AI Innovations Description
The recommendation based on the study is to develop a regional-specific fetal weight chart for the Tanzanian population. This weight chart will be representative of the optimal growth potential for fetuses in Tanzania. By using this chart, healthcare providers will be able to accurately assess the growth of fetuses and identify any potential issues, such as small for gestational age (SGA) newborns. This chart can also be used to evaluate the effect of intrauterine exposures on fetal and newborn weight. Developing regional-specific weight charts is important to ensure correct identification of SGA and improve access to maternal health in Tanzania.
AI Innovations Methodology
The study described above focuses on developing a fetal weight chart specific to a Tanzanian population and comparing it to weight charts from other regions. This innovation can contribute to improving access to maternal health by providing healthcare providers with a tool to accurately assess fetal growth and identify potential risks.
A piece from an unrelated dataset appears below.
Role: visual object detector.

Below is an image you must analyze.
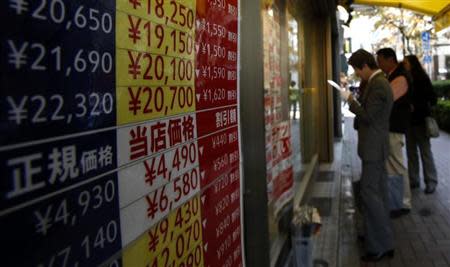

To simulate the impact of this recommendation on improving access to maternal health, a methodology can be developed as follows:

1. Data Collection: Collect data on fetal weights and birth weights from a representative sample of pregnant women in the target population. This can be done through longitudinal observational studies, similar to the one described in the study.

2. Chart Development: Use the collected data to develop a fetal weight chart specific to the target population. This chart should represent the optimal growth potential and consider factors such as gestational age, maternal characteristics, and any relevant regional factors.

3. Comparison: Compare the developed weight chart to existing weight charts from other regions, such as the chart from Congo and charts representing white populations. Assess the differences in percentiles and identify any deviations that may affect the accurate identification of small-for-gestational-age (SGA) newborns.

4. Impact Assessment: Simulate the impact of using the developed weight chart on improving access to maternal health. This can be done by comparing the prevalence of SGA newborns using the developed chart versus using other charts. Evaluate the potential reduction in misclassification of SGA newborns and the implications for clinical risk assessments and evaluation of intrauterine exposures.

5. Validation: Validate the accuracy and reliability of the developed weight chart through further studies and comparisons with actual birth outcomes. This will ensure that the chart is a robust tool for healthcare providers to use in their clinical practice.

By following this methodology, the impact of the innovation, in this case, the development of a fetal weight chart specific to a Tanzanian population, can be assessed and evaluated in terms of its potential to improve access to maternal health.